Salvation & Other People


"Your Personal Lord and Saviour". 

It is a phrase bandied about by street preachers and enthused evangelists across the denominational spectrum, and it might give the impression that our salvation is the result of our personal assent to something or personal allegiance to someone.

Whilst there is certainly an individual dimension to the confession in Christ, such an individualistic focus seriously truncates the whole economy of salvation. A 1995 essay in the journal Communio by Avery Cardinal Dulles makes clear that, as far as the Catholic is concerned, there is an indispensible "ecclesial dimension of faith". The confession of faith in Christ one makes individually is inseparable from his or her belonging in that collective known as the "body of Christ". Indeed, that individual confession comes out of one's member in that body, and that priority to membership in the social body then renders problematic any claim that it is the individual onto which salvation is effected. In other words, Dulles' essay draws our attention to a profoundly social dimension in the economy of salvation.

This claim on the social inflection to salvation is not something that is new, nor is it a claim that is exclusively made by Catholics. A homily by Stanley Hauerwas at Duke Divinity School would alert listeners to a theme in the Old Testament that often escapes even the most ecclesially minded Christian - that God's salvation involved the creation of a holy nation. Moreover, it is in that incorporation into this nation that salvation takes place. In our day, the nation that is the Body of Christ functions as the site of incorporation.
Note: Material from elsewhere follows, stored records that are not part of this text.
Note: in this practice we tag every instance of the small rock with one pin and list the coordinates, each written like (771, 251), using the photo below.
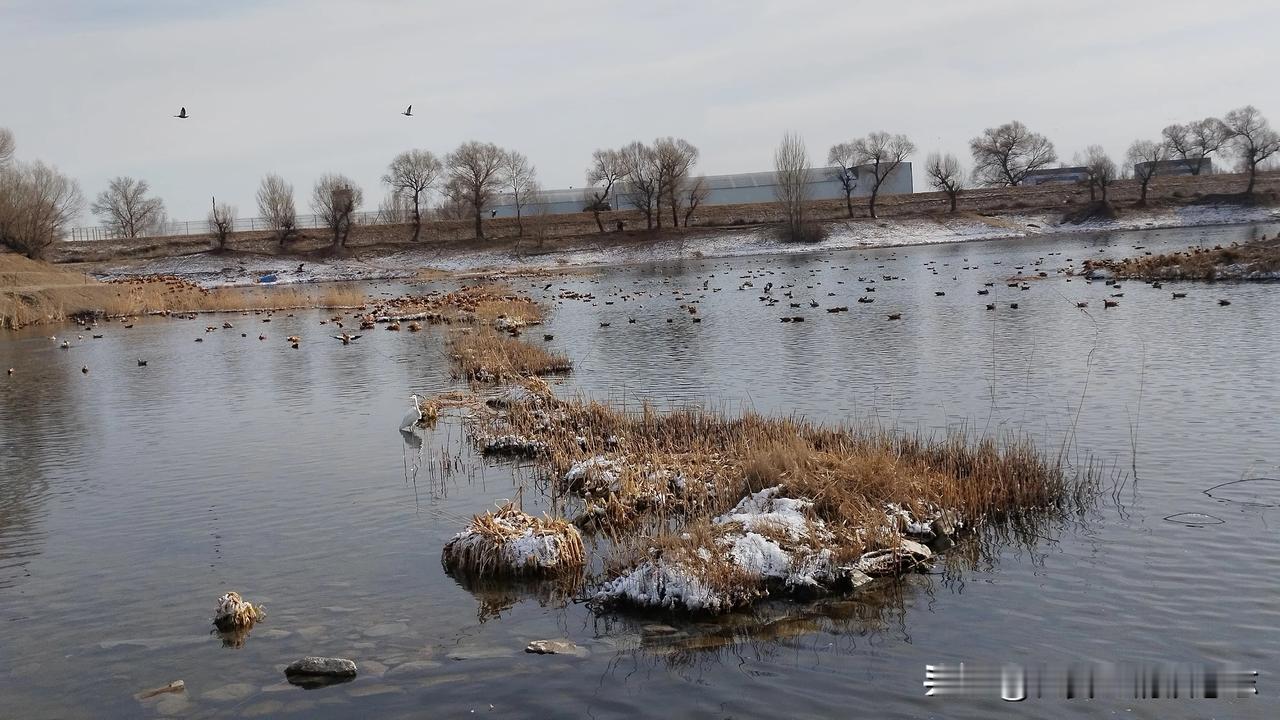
(554, 647)
(228, 693)
(412, 668)
(174, 687)
(320, 670)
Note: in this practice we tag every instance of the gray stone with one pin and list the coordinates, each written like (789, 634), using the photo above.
(412, 668)
(554, 647)
(323, 666)
(385, 629)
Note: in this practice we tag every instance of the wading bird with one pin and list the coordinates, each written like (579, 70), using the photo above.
(414, 415)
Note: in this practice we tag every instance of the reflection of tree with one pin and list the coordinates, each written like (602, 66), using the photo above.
(872, 613)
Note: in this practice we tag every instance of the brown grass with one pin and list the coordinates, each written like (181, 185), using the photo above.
(484, 355)
(35, 292)
(494, 545)
(1258, 259)
(493, 305)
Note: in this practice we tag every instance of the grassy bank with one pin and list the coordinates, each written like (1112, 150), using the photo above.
(708, 513)
(560, 232)
(1257, 260)
(35, 292)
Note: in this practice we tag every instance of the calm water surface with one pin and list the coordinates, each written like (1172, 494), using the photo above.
(132, 497)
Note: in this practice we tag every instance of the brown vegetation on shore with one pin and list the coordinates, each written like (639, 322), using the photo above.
(33, 292)
(1257, 260)
(708, 513)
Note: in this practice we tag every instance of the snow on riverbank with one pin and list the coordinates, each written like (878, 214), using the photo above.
(211, 270)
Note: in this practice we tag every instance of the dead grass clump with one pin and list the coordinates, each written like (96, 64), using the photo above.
(507, 542)
(708, 511)
(1256, 260)
(488, 356)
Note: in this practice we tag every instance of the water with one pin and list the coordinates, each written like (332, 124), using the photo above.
(132, 497)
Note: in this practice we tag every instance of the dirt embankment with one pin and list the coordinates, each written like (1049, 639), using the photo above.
(551, 233)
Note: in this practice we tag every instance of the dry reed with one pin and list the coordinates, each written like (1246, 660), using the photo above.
(507, 542)
(485, 355)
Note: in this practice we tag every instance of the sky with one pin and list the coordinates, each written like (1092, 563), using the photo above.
(302, 87)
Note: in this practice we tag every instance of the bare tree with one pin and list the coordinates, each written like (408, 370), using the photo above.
(845, 156)
(676, 159)
(640, 168)
(336, 199)
(694, 194)
(1144, 156)
(1252, 139)
(883, 153)
(412, 174)
(1192, 142)
(1102, 171)
(8, 146)
(474, 177)
(792, 187)
(520, 178)
(36, 205)
(222, 220)
(603, 173)
(394, 209)
(1004, 155)
(945, 176)
(275, 206)
(127, 210)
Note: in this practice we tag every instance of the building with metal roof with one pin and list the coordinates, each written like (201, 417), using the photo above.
(736, 188)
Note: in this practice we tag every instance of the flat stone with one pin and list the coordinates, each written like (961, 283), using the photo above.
(174, 687)
(554, 647)
(173, 706)
(228, 693)
(264, 709)
(480, 652)
(323, 666)
(412, 668)
(365, 691)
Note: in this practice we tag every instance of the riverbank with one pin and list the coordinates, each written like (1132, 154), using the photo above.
(400, 261)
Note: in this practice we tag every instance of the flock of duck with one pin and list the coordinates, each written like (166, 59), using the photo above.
(800, 288)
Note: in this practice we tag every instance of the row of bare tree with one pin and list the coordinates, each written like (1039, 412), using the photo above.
(37, 201)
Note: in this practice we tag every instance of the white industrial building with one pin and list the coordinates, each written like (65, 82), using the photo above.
(737, 188)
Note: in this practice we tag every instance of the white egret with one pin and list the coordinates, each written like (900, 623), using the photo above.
(414, 415)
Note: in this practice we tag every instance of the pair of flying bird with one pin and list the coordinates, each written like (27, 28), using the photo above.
(182, 113)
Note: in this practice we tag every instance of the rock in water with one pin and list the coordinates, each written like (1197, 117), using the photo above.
(320, 670)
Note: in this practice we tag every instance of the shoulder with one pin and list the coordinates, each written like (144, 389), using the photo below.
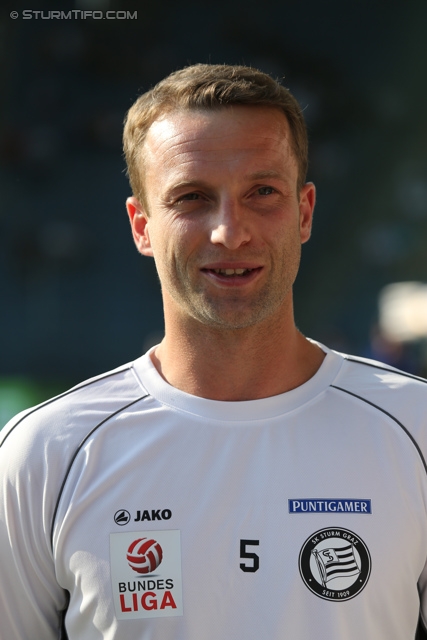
(395, 395)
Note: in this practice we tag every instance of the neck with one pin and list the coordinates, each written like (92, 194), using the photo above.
(245, 364)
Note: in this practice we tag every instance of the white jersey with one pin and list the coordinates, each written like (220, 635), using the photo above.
(132, 510)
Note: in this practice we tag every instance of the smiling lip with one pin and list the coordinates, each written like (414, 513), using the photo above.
(232, 274)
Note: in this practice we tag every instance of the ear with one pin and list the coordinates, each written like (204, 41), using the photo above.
(307, 200)
(138, 222)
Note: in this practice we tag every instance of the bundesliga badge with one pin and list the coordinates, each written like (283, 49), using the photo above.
(335, 564)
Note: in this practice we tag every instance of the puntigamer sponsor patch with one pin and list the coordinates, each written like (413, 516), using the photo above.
(329, 505)
(146, 574)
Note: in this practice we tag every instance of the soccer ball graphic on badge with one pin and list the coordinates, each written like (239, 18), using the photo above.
(144, 555)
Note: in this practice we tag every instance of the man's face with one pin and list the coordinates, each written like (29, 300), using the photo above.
(225, 221)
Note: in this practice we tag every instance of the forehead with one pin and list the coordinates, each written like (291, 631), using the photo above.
(212, 135)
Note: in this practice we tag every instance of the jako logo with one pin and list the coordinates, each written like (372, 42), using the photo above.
(144, 555)
(121, 517)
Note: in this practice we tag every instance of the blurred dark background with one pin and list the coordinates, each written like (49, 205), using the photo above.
(76, 298)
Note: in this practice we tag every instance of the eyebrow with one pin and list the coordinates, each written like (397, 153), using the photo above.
(268, 173)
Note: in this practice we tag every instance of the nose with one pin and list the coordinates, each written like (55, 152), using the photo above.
(230, 226)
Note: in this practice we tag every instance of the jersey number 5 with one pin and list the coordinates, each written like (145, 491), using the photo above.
(249, 555)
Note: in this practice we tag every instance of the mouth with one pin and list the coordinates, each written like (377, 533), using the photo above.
(232, 272)
(232, 276)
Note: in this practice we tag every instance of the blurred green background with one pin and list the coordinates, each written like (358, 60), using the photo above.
(76, 298)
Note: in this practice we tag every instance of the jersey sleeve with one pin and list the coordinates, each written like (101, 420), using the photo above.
(31, 600)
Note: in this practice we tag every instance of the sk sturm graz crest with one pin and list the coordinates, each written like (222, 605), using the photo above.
(335, 564)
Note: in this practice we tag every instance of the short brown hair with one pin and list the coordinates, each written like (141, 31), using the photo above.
(210, 86)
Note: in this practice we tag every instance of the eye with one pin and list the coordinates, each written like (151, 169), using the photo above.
(265, 191)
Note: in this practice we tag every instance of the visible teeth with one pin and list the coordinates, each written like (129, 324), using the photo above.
(231, 272)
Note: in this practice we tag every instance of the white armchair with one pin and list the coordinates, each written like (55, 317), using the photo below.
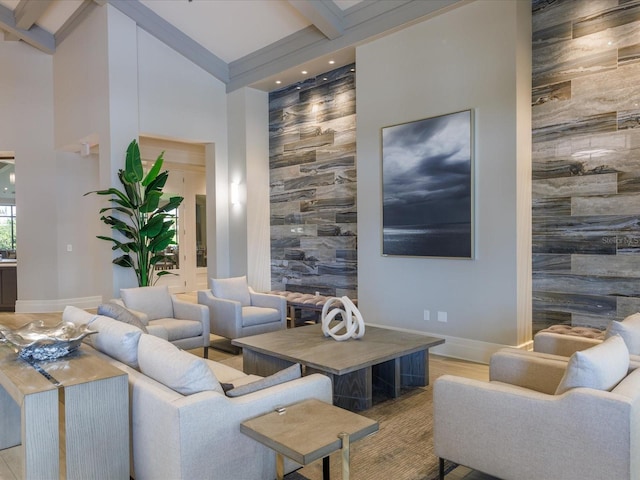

Thus, incorporation into a nation or social body is not just a convenient means to an individual end, but also has a salvific horizon. This would explain why every act of incorporation is given a salvific inflection within popular culture, whether it be finding love (listen to Celine Dion's "I know what love is" and try to deny it), dancing in the clubs (the coincidence of trance music and quasi-scriptural lyrics is not accidental), or running away from zombies (there is another essay in how the AMC series The Walking Dead is a tale of the striving for redemption by belonging to a community). Each of these acts of incorporation is an attempt to parallel the kind of salvation that God brings about through is forging of a holy nation.